Last offseason, Walt Harris would stand on the sidelines during Redskins mini-camps frustrated that he could not participate in practice. The veteran cornerback was coming off of knee surgery and there was speculation that he might not be ready to play by the start of the season. His rehab had lingered late into training camp and even Harris admitted he was concerned about his NFL future.
Harris, 30, managed to play all 16 games last season, starting twice. Used mostly as a nickel cornerback, Harris finished the year with 21 tackles (12 solo), six passes defended and one interception.
Due to injuries, Harris drew two starts in the last three games of the season, starting once for Shawn Springs and once for Fred Smoot, and performed well, recording 11 tackles and an interception.
With Smoot signing in Minnesota, Harris is now in line to start at cornerback alongside Springs next season. Losing Smoot was certainly a loss for the Redskins' third-ranked defense, but having an experienced veteran in Harris should help ease the transition.
When asked how the team might replace Smoot next season, head coach Joe Gibbs discussed the decision process in signing Harris in March 2004.
Said Gibbs: "The surgery that [Harris] had [in January 2004] was risky. We looked at the risks for us financially and whether he would be able to play. We felt like it was worth the risk. We made a decision to do that and thankfully for us, it worked out great for us. We were careful with how we brought him along after the surgery and we thought he played extremely well.
"What you have there is a veteran, proven starter at corner for us. Obviously we have some other excellent young football players at corner. We have those players at the current time on our roster and we have a lot of confidence in them."
The young cornerbacks that Gibbs was referring to include second-year player Ade Jimoh and first-year players Garnell Wilds and Rufus Brown.

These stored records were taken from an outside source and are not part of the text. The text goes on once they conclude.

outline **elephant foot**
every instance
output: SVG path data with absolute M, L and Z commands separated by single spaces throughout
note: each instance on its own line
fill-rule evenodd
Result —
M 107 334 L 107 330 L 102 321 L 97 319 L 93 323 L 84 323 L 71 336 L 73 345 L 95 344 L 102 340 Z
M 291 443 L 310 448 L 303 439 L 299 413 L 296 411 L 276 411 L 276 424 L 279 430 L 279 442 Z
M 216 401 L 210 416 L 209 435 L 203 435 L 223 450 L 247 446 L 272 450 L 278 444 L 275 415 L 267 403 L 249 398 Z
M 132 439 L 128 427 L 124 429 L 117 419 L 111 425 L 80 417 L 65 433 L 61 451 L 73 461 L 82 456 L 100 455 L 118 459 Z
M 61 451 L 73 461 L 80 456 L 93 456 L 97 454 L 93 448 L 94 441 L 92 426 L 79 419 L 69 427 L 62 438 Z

It's also possible that the Redskins could acquire a top-flight cornerback in April's NFL Draft.
Although assistant head coach-defense Gregg Williams alternates starters at some of his positions, Harris said he views himself as a starting-caliber cornerback and expects to compete for that role next season.
"I always foresee myself as a starting corner, no matter where I'm playing," Harris said. "Circumstances last year didn't require that I start--I was coming off of surgery and we had a lot of good players at cornerback, with Shawn Springs and Fred Smoot. So I just tried to fit into a role. This year, I'll go into it and see what happens."
Harris, 5-11 and 192 pounds, played six seasons with the Chicago Bears and two seasons with the Indianapolis Colts before signing with Washington. In 134 games, he has 115 starts, with 622 tackles (447 solo), 19 interceptions and 13 forced fumbles. He had his most productive season in 1997 when he logged five interceptions and four forced fumbles.
While Harris was able to play in all 16 games last season, he admitted to starting the season slow as he re-acclimated his knee to the rigors of the NFL.
With his knee back at full health, he has a different approach this offseason.
"I plan on doing a lot of things differently [this offseason] after coming off of knee surgery last year," he said. "I'll definitely be a lot healthier. I'll be a much better player because from the standpoint of the offseason, I'll be able to take [workouts and practices] up another notch that I couldn't reach last year. I'll be able to do more things that I wasn't able to do last year."